The sum of the squares of the distances moved is $S=\left(x_1-h_x\right)^2+\left(x_2-2h_x\right)^2+...+\left(x_{n-1}-(n-1)h_x\right)^2$
$S=\Sigma_1^{n-1} (x_k-kh_x)^2=\Sigma_1^{n-1} (x_k^2-2kh_xx_k+k^2h_x^2)$
$\frac {\partial S}{\partial x_h}=-2\Sigma_1^{n-1} kx_k +2h_x\Sigma_1^{n-1} (k^2)$
Solving $\frac {\partial S}{\partial x_h}=0$ gives $h_x=\frac{\Sigma_1^{n-1} kx_k}{\Sigma_1^{n-1} (k^2)}$
I think that this solves the one-dimensional problem.
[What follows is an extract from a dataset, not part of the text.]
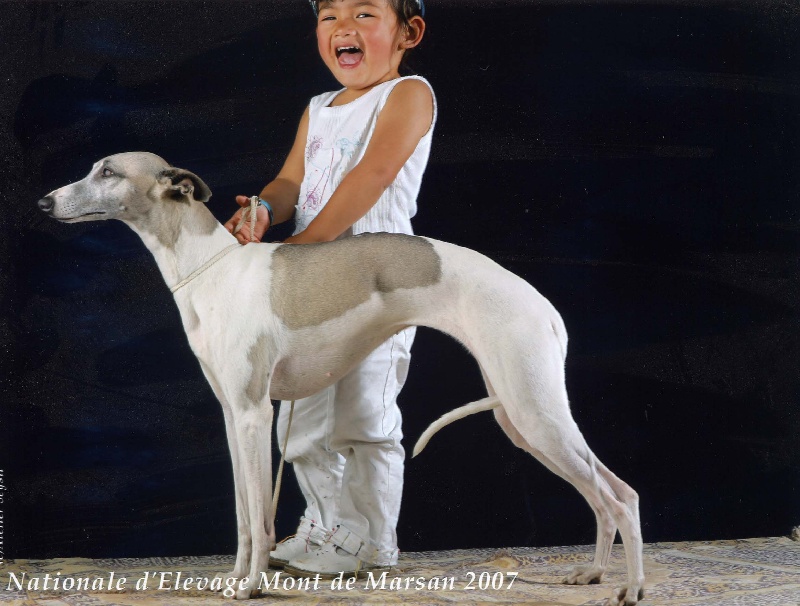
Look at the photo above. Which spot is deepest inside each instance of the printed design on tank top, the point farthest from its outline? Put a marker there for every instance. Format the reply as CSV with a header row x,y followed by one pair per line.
x,y
321,159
Moving to two dimensions has one main difficulty. In one dimension it is possible to identify the position of each point in relation to the points immediately before and after it. It doesn't even matter if there are two points with the same value. I can see that ordering the points will be the first complication in moving to two dimensions. Once you achieve that, my method can be easily adapted to two dimensions.
Here is a greedy approach I just thought up. It may work reasonably. This feels to me like on of the NP problems that finding the optimum solution is hard but finding a pretty good one is easy.
Run the leftmost part of your grid through the $500^{th}$ leftmost point and the rightmost part of your grid through the $500^{th}$ rightmost point. Similarly for the top an bottom. That gives you (maybe a trial) $h_x,h_y$ and locates each grid point. Now start from the corners and assign each grid point the closest point not yet used. Work your way into the center. Having made the assignments you can perturb $h_x,h_y$ and the lower left corner of the grid slightly to see if you can make an improvement in the sum of the distances.
You could also try some annealing. Find two points that are assigned to nearby grid points. See if flipping their assignments improves things.